Considering everything we’ve talked about so far, what are Coventry Direct’s customers saying about their experiences?
Coventry Direct Customer Reviews
Considering the length of time the company’s been in business, along with the fact that they’re the largest life settlement company in the industry (more than $3 billion purchased to date), there was surprisingly little online customer feedback for Coventry Direct at the time of our research. Obviously, the company’s busy buying policies, but it doesn’t seem like customers are talking about their experiences online once the process is complete.
In fact, the vast majority of the online reviews we encountered were for Coventry Direct’s parent company (Coventry Health Care, Inc.), which is primarily a health insurance provider. This was especially the case on Coventry’s Better Business Bureau page, where they had an A+ rating, despite 400+ closed complaints (as of 5/2/16).
We also found a 2014 Business Insider article covering AIG’s litigation against Coventry Direct, claiming they “used a network of shell companies to artificially inflate the prices to [some of their investors].” The case appears to have been settled earlier this year.
Is Coventry Direct Your Best Option for Life Settlements?

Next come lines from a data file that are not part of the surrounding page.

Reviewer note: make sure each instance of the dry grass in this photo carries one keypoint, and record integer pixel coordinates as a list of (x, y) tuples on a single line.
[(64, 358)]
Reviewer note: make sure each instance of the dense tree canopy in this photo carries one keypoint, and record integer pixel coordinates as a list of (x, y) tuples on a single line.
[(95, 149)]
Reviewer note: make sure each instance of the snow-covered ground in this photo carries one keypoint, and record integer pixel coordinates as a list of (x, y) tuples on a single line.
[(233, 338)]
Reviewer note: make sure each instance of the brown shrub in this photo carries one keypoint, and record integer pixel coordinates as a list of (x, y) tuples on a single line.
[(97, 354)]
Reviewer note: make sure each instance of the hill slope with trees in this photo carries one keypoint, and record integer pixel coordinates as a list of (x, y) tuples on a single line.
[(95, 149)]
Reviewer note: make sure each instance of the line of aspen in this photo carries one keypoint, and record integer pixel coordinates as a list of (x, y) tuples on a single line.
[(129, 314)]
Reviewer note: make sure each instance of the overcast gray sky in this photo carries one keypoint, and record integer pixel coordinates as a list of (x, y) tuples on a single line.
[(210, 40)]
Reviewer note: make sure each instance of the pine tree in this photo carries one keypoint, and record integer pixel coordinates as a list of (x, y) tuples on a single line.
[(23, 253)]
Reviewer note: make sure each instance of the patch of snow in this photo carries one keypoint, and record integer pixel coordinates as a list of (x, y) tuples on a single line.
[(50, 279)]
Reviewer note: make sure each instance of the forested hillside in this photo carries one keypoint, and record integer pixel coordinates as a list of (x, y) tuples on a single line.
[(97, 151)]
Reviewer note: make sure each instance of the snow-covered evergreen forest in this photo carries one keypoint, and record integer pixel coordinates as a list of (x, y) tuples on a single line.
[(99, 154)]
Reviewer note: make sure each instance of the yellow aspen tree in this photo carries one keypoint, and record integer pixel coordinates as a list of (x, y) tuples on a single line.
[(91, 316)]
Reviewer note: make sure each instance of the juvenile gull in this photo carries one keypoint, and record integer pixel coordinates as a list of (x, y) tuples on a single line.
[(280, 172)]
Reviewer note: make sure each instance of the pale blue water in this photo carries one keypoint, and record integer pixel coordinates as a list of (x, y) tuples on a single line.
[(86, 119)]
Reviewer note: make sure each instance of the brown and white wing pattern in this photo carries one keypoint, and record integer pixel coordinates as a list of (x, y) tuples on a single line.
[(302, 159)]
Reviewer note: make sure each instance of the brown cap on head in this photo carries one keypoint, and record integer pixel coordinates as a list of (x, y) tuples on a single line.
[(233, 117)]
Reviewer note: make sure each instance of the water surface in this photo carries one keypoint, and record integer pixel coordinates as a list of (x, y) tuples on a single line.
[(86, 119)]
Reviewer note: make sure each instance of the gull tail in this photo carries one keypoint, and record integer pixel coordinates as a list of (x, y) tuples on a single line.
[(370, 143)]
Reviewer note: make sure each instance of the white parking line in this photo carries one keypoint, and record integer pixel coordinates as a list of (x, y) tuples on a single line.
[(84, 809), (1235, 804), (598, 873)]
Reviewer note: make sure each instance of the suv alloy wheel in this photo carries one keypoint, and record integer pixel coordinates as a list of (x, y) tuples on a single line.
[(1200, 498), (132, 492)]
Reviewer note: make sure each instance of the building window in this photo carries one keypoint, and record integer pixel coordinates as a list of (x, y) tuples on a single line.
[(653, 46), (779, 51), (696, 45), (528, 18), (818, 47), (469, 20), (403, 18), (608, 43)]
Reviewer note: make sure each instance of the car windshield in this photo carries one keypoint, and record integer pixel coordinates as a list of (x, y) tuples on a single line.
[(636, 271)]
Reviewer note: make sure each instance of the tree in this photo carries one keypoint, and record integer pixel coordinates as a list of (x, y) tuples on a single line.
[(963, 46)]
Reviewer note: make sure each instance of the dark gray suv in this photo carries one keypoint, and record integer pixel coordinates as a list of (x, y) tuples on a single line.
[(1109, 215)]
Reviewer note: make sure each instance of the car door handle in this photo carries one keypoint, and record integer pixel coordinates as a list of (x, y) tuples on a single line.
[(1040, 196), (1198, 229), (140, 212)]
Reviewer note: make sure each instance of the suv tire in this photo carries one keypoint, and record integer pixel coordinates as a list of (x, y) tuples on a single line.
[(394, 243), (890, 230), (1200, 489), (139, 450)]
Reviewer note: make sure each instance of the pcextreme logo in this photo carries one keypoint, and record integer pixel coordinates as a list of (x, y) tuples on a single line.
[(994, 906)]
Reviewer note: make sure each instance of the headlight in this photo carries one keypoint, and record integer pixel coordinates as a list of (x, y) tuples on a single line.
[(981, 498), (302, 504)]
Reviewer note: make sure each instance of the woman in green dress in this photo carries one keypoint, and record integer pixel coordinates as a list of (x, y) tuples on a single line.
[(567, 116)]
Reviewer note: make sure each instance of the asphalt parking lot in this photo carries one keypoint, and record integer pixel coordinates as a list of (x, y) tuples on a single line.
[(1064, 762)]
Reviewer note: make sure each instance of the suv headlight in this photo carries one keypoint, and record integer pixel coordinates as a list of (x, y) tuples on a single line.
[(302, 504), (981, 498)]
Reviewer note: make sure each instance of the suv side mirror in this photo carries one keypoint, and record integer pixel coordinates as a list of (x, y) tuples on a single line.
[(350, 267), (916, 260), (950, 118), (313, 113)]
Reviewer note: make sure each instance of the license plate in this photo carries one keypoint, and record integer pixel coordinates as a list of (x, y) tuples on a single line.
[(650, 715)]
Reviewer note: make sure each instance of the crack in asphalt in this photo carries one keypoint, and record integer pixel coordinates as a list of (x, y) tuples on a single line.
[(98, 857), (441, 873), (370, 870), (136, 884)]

If you search online for life settlement companies, you’ll find that Coventry Direct is certainly the largest. However, they’re definitely not your only option. To find a member company in your state that’s authorized by the Life Insurance Settlement Association, be sure to check out the organization’s Search page.
Also, considering the amount of money potentially on the line, you’ll also want to speak with your financial planner or advisor, who can provide professional advice about whether or not a life settlement is in your best interests.

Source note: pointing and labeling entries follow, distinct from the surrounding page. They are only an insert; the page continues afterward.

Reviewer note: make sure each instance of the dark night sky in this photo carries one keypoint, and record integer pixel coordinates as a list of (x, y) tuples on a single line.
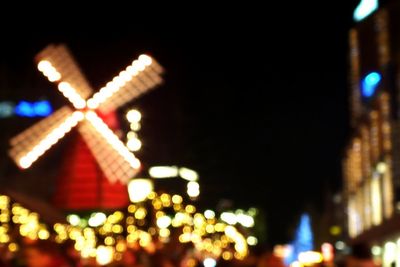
[(256, 104)]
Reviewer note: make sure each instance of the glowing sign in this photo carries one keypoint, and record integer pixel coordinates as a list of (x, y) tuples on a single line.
[(25, 109), (364, 8), (370, 83)]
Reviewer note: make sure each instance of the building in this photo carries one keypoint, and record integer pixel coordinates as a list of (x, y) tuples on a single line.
[(371, 161)]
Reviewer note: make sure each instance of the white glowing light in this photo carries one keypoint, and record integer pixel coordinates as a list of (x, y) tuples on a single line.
[(188, 174), (365, 8)]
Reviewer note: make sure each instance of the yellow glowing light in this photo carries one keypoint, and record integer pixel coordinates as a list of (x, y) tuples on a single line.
[(335, 230), (190, 209), (226, 255), (104, 255), (164, 221), (139, 189), (252, 240), (133, 115), (164, 232), (145, 60), (140, 214), (43, 234), (109, 241), (13, 247)]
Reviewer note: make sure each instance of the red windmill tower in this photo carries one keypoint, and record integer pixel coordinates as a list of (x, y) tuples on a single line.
[(98, 165)]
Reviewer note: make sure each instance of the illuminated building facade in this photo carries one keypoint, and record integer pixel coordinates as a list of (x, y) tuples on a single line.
[(371, 162)]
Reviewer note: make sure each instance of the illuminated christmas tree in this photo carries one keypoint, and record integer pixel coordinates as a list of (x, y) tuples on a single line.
[(303, 240)]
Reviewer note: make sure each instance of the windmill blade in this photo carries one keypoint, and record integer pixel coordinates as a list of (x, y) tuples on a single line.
[(116, 161), (141, 76), (58, 59), (29, 145)]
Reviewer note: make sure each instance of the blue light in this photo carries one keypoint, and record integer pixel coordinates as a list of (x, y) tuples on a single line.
[(42, 108), (370, 83), (24, 109), (6, 109), (35, 109)]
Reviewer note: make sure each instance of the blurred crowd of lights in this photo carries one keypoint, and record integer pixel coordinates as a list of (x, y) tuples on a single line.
[(144, 223)]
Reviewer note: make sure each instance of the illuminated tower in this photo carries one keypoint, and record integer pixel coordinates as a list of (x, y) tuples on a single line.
[(98, 165), (371, 161)]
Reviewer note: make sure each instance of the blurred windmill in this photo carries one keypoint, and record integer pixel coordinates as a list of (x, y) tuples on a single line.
[(98, 166)]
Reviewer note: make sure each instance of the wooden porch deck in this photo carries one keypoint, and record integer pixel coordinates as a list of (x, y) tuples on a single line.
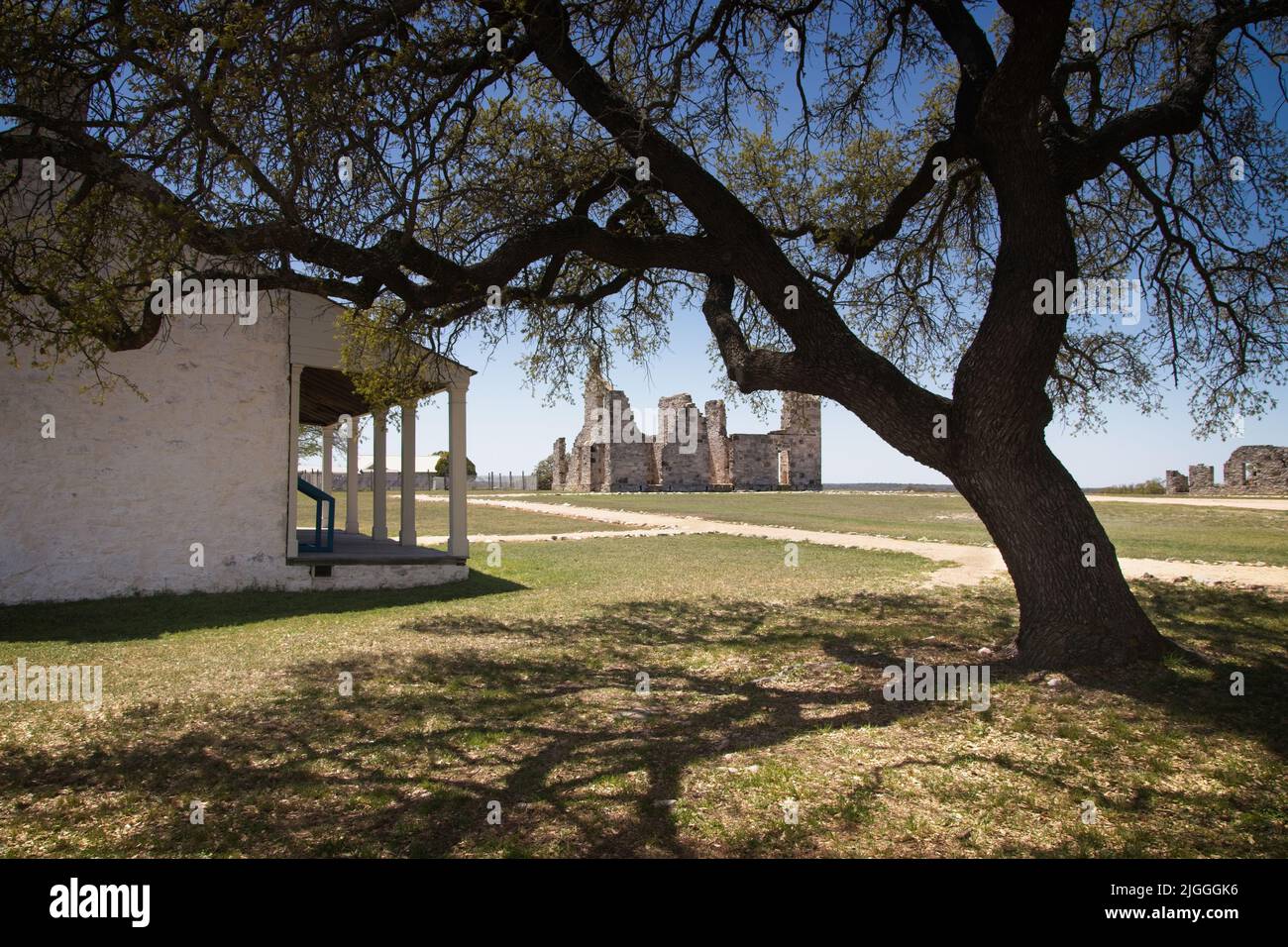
[(357, 549)]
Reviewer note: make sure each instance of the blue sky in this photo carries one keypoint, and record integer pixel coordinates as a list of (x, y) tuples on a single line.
[(511, 429)]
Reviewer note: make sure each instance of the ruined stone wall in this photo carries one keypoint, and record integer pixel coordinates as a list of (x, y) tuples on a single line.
[(682, 451), (1202, 476), (630, 459), (1249, 471), (1176, 482), (559, 467), (1257, 470), (717, 442), (754, 462)]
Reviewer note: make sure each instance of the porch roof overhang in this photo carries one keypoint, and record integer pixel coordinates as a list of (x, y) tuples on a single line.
[(326, 390)]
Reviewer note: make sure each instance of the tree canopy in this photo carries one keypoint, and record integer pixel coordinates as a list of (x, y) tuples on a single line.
[(589, 165)]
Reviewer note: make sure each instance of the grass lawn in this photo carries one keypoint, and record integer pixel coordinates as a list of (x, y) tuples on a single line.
[(432, 518), (520, 686), (1137, 530)]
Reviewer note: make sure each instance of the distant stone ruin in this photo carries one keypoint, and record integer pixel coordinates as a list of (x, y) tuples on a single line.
[(691, 450), (1252, 470)]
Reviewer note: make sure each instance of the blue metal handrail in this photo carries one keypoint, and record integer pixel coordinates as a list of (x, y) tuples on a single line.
[(320, 496)]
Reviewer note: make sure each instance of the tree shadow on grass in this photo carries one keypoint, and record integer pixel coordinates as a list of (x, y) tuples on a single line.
[(541, 715), (153, 616)]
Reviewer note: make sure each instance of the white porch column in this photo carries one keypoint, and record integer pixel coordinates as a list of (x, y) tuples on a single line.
[(458, 489), (407, 534), (292, 543), (351, 478), (378, 528), (327, 447)]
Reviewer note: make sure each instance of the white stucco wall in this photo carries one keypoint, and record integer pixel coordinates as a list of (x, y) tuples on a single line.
[(111, 505)]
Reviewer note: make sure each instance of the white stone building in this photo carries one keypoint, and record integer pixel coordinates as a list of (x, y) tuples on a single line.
[(116, 500)]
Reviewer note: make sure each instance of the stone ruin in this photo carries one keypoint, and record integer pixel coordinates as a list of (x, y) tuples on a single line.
[(1252, 470), (691, 450)]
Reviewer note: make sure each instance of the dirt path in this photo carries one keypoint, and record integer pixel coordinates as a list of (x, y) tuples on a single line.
[(1232, 501), (966, 565)]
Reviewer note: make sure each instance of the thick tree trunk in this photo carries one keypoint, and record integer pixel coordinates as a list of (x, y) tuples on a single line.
[(1072, 612)]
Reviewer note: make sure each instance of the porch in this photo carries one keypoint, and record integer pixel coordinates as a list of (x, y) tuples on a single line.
[(325, 395), (357, 549)]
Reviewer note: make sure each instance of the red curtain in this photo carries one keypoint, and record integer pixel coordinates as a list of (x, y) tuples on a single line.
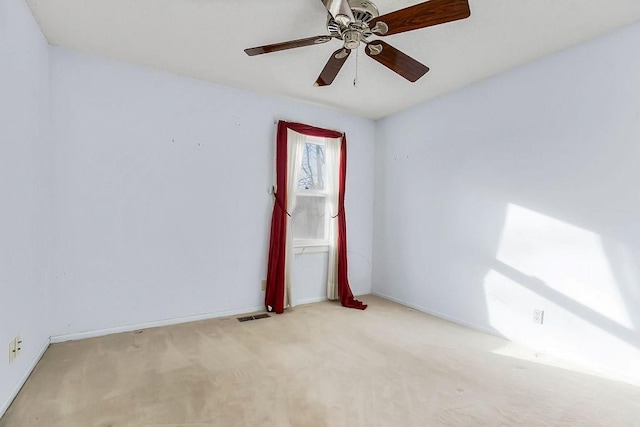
[(274, 298)]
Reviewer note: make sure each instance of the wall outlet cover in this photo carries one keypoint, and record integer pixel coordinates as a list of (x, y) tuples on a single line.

Did you sell your life insurance policy to Coventry Direct? How did the process go? Do you feel like you got a fair deal? Tell us all about it by writing a review below!
3 out 5 people found this review helpful
They say if you no longer can afford your policy, that they would buy it. Fraud advertising. paper workI have a 100,000 policy, and they received all my paperwork. Then I was denied since I Wasn't about to drop dead or meet their requirements. They have all my medical papers and I have requested them back. I have yet to receive them. This is a company seeking your information, false advertisement.

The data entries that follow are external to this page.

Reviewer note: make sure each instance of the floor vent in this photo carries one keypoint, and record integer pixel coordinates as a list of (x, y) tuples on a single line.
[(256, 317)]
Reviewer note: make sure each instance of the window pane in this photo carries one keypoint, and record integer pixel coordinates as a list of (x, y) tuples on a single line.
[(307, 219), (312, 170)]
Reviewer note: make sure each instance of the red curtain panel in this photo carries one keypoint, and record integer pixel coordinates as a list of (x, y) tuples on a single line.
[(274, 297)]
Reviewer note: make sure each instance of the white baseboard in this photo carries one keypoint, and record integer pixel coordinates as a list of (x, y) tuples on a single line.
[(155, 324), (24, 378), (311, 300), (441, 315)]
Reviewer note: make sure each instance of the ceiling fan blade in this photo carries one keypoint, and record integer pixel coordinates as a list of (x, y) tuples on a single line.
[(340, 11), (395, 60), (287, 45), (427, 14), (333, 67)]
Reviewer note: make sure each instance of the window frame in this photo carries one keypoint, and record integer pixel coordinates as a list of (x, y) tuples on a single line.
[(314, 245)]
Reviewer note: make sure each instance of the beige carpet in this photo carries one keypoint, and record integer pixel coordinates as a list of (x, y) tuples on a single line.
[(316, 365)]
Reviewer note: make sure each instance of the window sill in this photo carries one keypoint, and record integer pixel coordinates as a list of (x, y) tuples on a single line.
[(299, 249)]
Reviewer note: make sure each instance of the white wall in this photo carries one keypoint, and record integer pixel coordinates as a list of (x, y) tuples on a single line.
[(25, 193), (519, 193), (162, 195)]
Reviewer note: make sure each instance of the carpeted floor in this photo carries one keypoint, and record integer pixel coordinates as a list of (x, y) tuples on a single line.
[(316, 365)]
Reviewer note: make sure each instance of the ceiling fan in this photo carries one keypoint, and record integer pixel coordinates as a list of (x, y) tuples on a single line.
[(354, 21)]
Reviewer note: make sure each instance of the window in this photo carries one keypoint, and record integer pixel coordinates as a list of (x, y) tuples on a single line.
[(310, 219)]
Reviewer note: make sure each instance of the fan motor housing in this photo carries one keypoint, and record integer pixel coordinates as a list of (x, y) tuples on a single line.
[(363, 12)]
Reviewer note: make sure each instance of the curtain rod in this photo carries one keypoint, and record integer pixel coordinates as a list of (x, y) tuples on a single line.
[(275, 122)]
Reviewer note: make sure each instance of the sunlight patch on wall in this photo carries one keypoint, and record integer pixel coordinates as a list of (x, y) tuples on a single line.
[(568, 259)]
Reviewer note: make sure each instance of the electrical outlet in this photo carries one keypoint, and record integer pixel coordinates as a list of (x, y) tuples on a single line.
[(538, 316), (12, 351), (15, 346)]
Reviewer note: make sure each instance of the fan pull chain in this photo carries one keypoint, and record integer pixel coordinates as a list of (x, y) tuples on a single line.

Bottom Line: No, I would not recommend this to a friend
6 out 8 people found this review helpful
I started the process of selling my term life insurance policy with these people in January of 2017, with Coventry telling me it would take about six weeks from start to finish. Today is April 17th, 2017. Last month I was told I would have payment figures and this completed by 4/30, with the payment in my account.
Do not trust these people! They lied to me all they way through this process. Today they call me and tell me that they will not be purchasing my policy at all. Even though I have had a massive heart attack, heart damage, congestive heart failure, a stroke, breathing issues, and the cardiologist stating that I had less than five years, they have decided I will live some 17 years, which is two years longer than their 15 years maximum. I can't believe these people would lead me on like this and now put me in financial hardship because I relied on their representative Chris Collins and his emails.
"Thank you for your prompt response in completing that form. We are currently pending one last mortality report. The third-party source needed that form to be completed by your first before they could continue their process. Once their report is complete your file will be ready for pricing and we’ll have some real numbers for you. I’ll keep you posted. Thanks again."
I do not like being lied to, and I do not like having my time wasted. Please be careful if you use this company.